Emmanuel Laurentin : Un mot, par exemple, pour le 22 mars, c’était sûrement la personnalité de Daniel Cohn-Bendit. La force et la puissance de l’image de Dany Cohn-Bendit qui finissait par être devenue l’ennemie du pouvoir, une sorte d’emblème auquel il fallait se raccrocher ou pas. Comment ça s’est passé cette suite de mai 68, par rapport à la personnalité de Dany Cohn-Bendit ?

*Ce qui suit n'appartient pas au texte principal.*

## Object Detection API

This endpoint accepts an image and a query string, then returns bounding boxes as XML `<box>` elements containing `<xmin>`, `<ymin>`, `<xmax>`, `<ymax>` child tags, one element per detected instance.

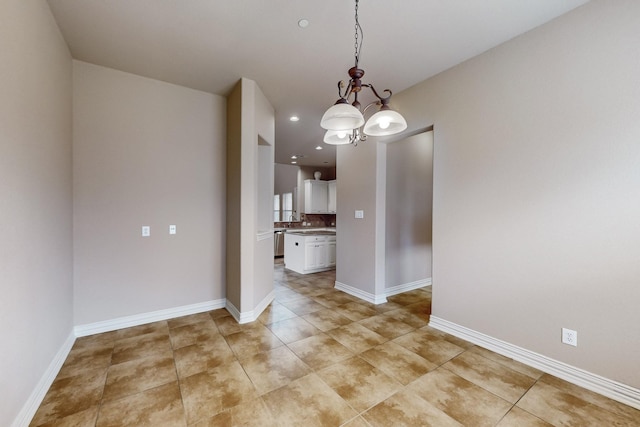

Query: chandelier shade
<box><xmin>320</xmin><ymin>102</ymin><xmax>365</xmax><ymax>131</ymax></box>
<box><xmin>323</xmin><ymin>130</ymin><xmax>352</xmax><ymax>145</ymax></box>
<box><xmin>363</xmin><ymin>108</ymin><xmax>408</xmax><ymax>136</ymax></box>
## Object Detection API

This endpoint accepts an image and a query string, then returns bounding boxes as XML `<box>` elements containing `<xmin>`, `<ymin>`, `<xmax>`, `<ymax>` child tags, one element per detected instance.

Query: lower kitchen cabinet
<box><xmin>285</xmin><ymin>232</ymin><xmax>336</xmax><ymax>274</ymax></box>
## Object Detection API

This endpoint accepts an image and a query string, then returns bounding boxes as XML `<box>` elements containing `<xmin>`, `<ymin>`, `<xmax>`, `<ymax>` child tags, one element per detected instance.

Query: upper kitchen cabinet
<box><xmin>304</xmin><ymin>179</ymin><xmax>328</xmax><ymax>213</ymax></box>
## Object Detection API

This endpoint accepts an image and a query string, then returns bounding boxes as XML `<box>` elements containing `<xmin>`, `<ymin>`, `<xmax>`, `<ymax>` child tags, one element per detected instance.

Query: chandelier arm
<box><xmin>367</xmin><ymin>84</ymin><xmax>392</xmax><ymax>105</ymax></box>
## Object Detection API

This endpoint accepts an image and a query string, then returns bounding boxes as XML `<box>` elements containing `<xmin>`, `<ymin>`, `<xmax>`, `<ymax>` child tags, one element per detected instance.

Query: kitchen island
<box><xmin>284</xmin><ymin>229</ymin><xmax>336</xmax><ymax>274</ymax></box>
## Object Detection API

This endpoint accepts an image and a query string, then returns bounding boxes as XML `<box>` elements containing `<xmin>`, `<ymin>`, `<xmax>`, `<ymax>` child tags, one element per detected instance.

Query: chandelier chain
<box><xmin>354</xmin><ymin>0</ymin><xmax>363</xmax><ymax>68</ymax></box>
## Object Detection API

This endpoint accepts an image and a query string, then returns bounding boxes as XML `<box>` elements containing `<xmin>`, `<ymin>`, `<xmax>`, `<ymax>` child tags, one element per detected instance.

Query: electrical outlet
<box><xmin>169</xmin><ymin>224</ymin><xmax>177</xmax><ymax>235</ymax></box>
<box><xmin>141</xmin><ymin>226</ymin><xmax>150</xmax><ymax>237</ymax></box>
<box><xmin>562</xmin><ymin>328</ymin><xmax>577</xmax><ymax>346</ymax></box>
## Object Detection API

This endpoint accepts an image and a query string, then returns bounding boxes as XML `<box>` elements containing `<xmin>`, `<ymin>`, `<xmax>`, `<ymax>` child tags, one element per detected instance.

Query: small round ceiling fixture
<box><xmin>291</xmin><ymin>161</ymin><xmax>297</xmax><ymax>164</ymax></box>
<box><xmin>290</xmin><ymin>116</ymin><xmax>300</xmax><ymax>122</ymax></box>
<box><xmin>315</xmin><ymin>146</ymin><xmax>323</xmax><ymax>150</ymax></box>
<box><xmin>298</xmin><ymin>19</ymin><xmax>309</xmax><ymax>29</ymax></box>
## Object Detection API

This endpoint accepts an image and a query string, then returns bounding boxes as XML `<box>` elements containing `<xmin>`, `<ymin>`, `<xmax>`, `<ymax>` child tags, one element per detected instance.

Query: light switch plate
<box><xmin>355</xmin><ymin>210</ymin><xmax>364</xmax><ymax>219</ymax></box>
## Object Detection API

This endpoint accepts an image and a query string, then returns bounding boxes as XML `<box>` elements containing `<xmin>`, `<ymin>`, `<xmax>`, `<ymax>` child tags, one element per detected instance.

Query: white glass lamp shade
<box><xmin>323</xmin><ymin>130</ymin><xmax>352</xmax><ymax>145</ymax></box>
<box><xmin>363</xmin><ymin>109</ymin><xmax>407</xmax><ymax>136</ymax></box>
<box><xmin>320</xmin><ymin>103</ymin><xmax>365</xmax><ymax>131</ymax></box>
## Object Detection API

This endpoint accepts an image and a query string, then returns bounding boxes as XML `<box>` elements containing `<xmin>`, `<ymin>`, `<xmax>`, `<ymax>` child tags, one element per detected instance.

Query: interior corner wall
<box><xmin>385</xmin><ymin>131</ymin><xmax>433</xmax><ymax>289</ymax></box>
<box><xmin>393</xmin><ymin>0</ymin><xmax>640</xmax><ymax>388</ymax></box>
<box><xmin>0</xmin><ymin>1</ymin><xmax>73</xmax><ymax>425</ymax></box>
<box><xmin>226</xmin><ymin>78</ymin><xmax>275</xmax><ymax>320</ymax></box>
<box><xmin>72</xmin><ymin>61</ymin><xmax>227</xmax><ymax>326</ymax></box>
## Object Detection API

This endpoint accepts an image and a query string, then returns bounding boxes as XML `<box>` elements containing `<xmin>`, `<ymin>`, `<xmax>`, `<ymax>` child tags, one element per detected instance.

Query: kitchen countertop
<box><xmin>287</xmin><ymin>230</ymin><xmax>336</xmax><ymax>236</ymax></box>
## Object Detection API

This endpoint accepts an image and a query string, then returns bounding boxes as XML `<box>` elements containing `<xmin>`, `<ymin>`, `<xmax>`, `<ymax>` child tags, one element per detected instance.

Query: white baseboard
<box><xmin>335</xmin><ymin>281</ymin><xmax>388</xmax><ymax>305</ymax></box>
<box><xmin>385</xmin><ymin>278</ymin><xmax>431</xmax><ymax>297</ymax></box>
<box><xmin>11</xmin><ymin>331</ymin><xmax>76</xmax><ymax>427</ymax></box>
<box><xmin>74</xmin><ymin>299</ymin><xmax>227</xmax><ymax>337</ymax></box>
<box><xmin>226</xmin><ymin>291</ymin><xmax>275</xmax><ymax>324</ymax></box>
<box><xmin>429</xmin><ymin>316</ymin><xmax>640</xmax><ymax>411</ymax></box>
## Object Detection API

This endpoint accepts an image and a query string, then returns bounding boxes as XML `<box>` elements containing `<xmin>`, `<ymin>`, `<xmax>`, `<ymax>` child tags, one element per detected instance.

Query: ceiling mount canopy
<box><xmin>320</xmin><ymin>0</ymin><xmax>407</xmax><ymax>146</ymax></box>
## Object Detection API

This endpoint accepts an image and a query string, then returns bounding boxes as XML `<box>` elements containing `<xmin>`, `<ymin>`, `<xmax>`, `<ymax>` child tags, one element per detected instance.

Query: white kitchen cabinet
<box><xmin>284</xmin><ymin>232</ymin><xmax>336</xmax><ymax>274</ymax></box>
<box><xmin>304</xmin><ymin>179</ymin><xmax>328</xmax><ymax>213</ymax></box>
<box><xmin>328</xmin><ymin>180</ymin><xmax>337</xmax><ymax>213</ymax></box>
<box><xmin>305</xmin><ymin>240</ymin><xmax>327</xmax><ymax>270</ymax></box>
<box><xmin>327</xmin><ymin>240</ymin><xmax>336</xmax><ymax>267</ymax></box>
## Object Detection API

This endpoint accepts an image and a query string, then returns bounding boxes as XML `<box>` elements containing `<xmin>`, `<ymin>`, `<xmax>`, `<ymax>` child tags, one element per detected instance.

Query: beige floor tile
<box><xmin>357</xmin><ymin>314</ymin><xmax>415</xmax><ymax>340</ymax></box>
<box><xmin>180</xmin><ymin>360</ymin><xmax>258</xmax><ymax>425</ymax></box>
<box><xmin>407</xmin><ymin>368</ymin><xmax>512</xmax><ymax>426</ymax></box>
<box><xmin>288</xmin><ymin>333</ymin><xmax>354</xmax><ymax>370</ymax></box>
<box><xmin>340</xmin><ymin>415</ymin><xmax>372</xmax><ymax>427</ymax></box>
<box><xmin>257</xmin><ymin>303</ymin><xmax>298</xmax><ymax>325</ymax></box>
<box><xmin>56</xmin><ymin>342</ymin><xmax>113</xmax><ymax>380</ymax></box>
<box><xmin>71</xmin><ymin>331</ymin><xmax>117</xmax><ymax>351</ymax></box>
<box><xmin>96</xmin><ymin>381</ymin><xmax>185</xmax><ymax>427</ymax></box>
<box><xmin>419</xmin><ymin>325</ymin><xmax>474</xmax><ymax>349</ymax></box>
<box><xmin>326</xmin><ymin>322</ymin><xmax>388</xmax><ymax>354</ymax></box>
<box><xmin>363</xmin><ymin>388</ymin><xmax>462</xmax><ymax>427</ymax></box>
<box><xmin>312</xmin><ymin>292</ymin><xmax>358</xmax><ymax>308</ymax></box>
<box><xmin>386</xmin><ymin>289</ymin><xmax>431</xmax><ymax>306</ymax></box>
<box><xmin>465</xmin><ymin>346</ymin><xmax>543</xmax><ymax>380</ymax></box>
<box><xmin>302</xmin><ymin>308</ymin><xmax>353</xmax><ymax>331</ymax></box>
<box><xmin>239</xmin><ymin>346</ymin><xmax>311</xmax><ymax>395</ymax></box>
<box><xmin>168</xmin><ymin>319</ymin><xmax>220</xmax><ymax>350</ymax></box>
<box><xmin>496</xmin><ymin>407</ymin><xmax>554</xmax><ymax>426</ymax></box>
<box><xmin>334</xmin><ymin>302</ymin><xmax>379</xmax><ymax>322</ymax></box>
<box><xmin>360</xmin><ymin>341</ymin><xmax>437</xmax><ymax>385</ymax></box>
<box><xmin>111</xmin><ymin>330</ymin><xmax>173</xmax><ymax>364</ymax></box>
<box><xmin>224</xmin><ymin>324</ymin><xmax>284</xmax><ymax>358</ymax></box>
<box><xmin>167</xmin><ymin>312</ymin><xmax>216</xmax><ymax>329</ymax></box>
<box><xmin>538</xmin><ymin>374</ymin><xmax>640</xmax><ymax>422</ymax></box>
<box><xmin>393</xmin><ymin>329</ymin><xmax>465</xmax><ymax>365</ymax></box>
<box><xmin>262</xmin><ymin>373</ymin><xmax>357</xmax><ymax>426</ymax></box>
<box><xmin>102</xmin><ymin>353</ymin><xmax>177</xmax><ymax>401</ymax></box>
<box><xmin>279</xmin><ymin>296</ymin><xmax>327</xmax><ymax>316</ymax></box>
<box><xmin>443</xmin><ymin>350</ymin><xmax>537</xmax><ymax>403</ymax></box>
<box><xmin>317</xmin><ymin>356</ymin><xmax>402</xmax><ymax>412</ymax></box>
<box><xmin>191</xmin><ymin>397</ymin><xmax>277</xmax><ymax>427</ymax></box>
<box><xmin>33</xmin><ymin>404</ymin><xmax>99</xmax><ymax>427</ymax></box>
<box><xmin>383</xmin><ymin>307</ymin><xmax>430</xmax><ymax>328</ymax></box>
<box><xmin>31</xmin><ymin>367</ymin><xmax>107</xmax><ymax>426</ymax></box>
<box><xmin>214</xmin><ymin>315</ymin><xmax>244</xmax><ymax>336</ymax></box>
<box><xmin>113</xmin><ymin>320</ymin><xmax>169</xmax><ymax>340</ymax></box>
<box><xmin>208</xmin><ymin>308</ymin><xmax>231</xmax><ymax>320</ymax></box>
<box><xmin>173</xmin><ymin>334</ymin><xmax>236</xmax><ymax>379</ymax></box>
<box><xmin>266</xmin><ymin>316</ymin><xmax>321</xmax><ymax>344</ymax></box>
<box><xmin>517</xmin><ymin>380</ymin><xmax>640</xmax><ymax>426</ymax></box>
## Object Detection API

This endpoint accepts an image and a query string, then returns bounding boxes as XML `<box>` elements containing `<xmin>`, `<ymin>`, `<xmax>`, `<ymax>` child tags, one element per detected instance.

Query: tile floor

Isabelle Saint Saëns : On a continué à avoir pendant longtemps l’étiquette « enragés de Nanterre » ou la « bande à Cohn-Bendit » alors que nos destins étaient très différents. Vous me posiez la question de savoir ce que j’avais fait pendant l’été, il y en avait des qui sont partis à Londres pour se plonger dans la musique et les drogues récréatives, d’autres sont partis avec les paysans ouvriers faire une longue marche, en France, d’autres sont tout simplement partis en vacances, ceux qui allaient devenir les leadeurs, les fondateurs en tout cas - il n’y a pas que du mauvais là-dedans – de la Gauche prolétarienne, c’est-à-dire Serge July et Alain Geismar, sont partis à Cuba où ils ont discuté avec le leader Massimo pendant des nuits et des nuits et ils en ont ramené un livre qui s’appelait « Vers la guerre civile » dont un des chapitres s’intitulait « Vietnam, lieu géométrique de notre joie la plus profonde ». C’est un texte intéressant à lire. Il raconte un peu d’ossification de ce qui se passait. En même temps, ces gens-là, j’ai un peu travaillé avec eux fin 68 début 69 parce qu’ils avaient eu l’idée, en particulier Evelyne July qui était à l’époque la femme de Serge, avec qui je suis restée très amie, je pense un peu plus elle que les garçons qui était à ce moment là en liaison avec le Groupe antiautoritaire de l’UGC (ml) - il devait y avoir Benny Levy, probablement Linhart, les frères Muller – Evelyne avait eu l’idée qui s’était un petit peu cristallisée de faire une pré agence de presse de Libération, j’ai oublié comment ça s’appelle, j’ai cherché dans mes papiers. Les locaux étaient rue…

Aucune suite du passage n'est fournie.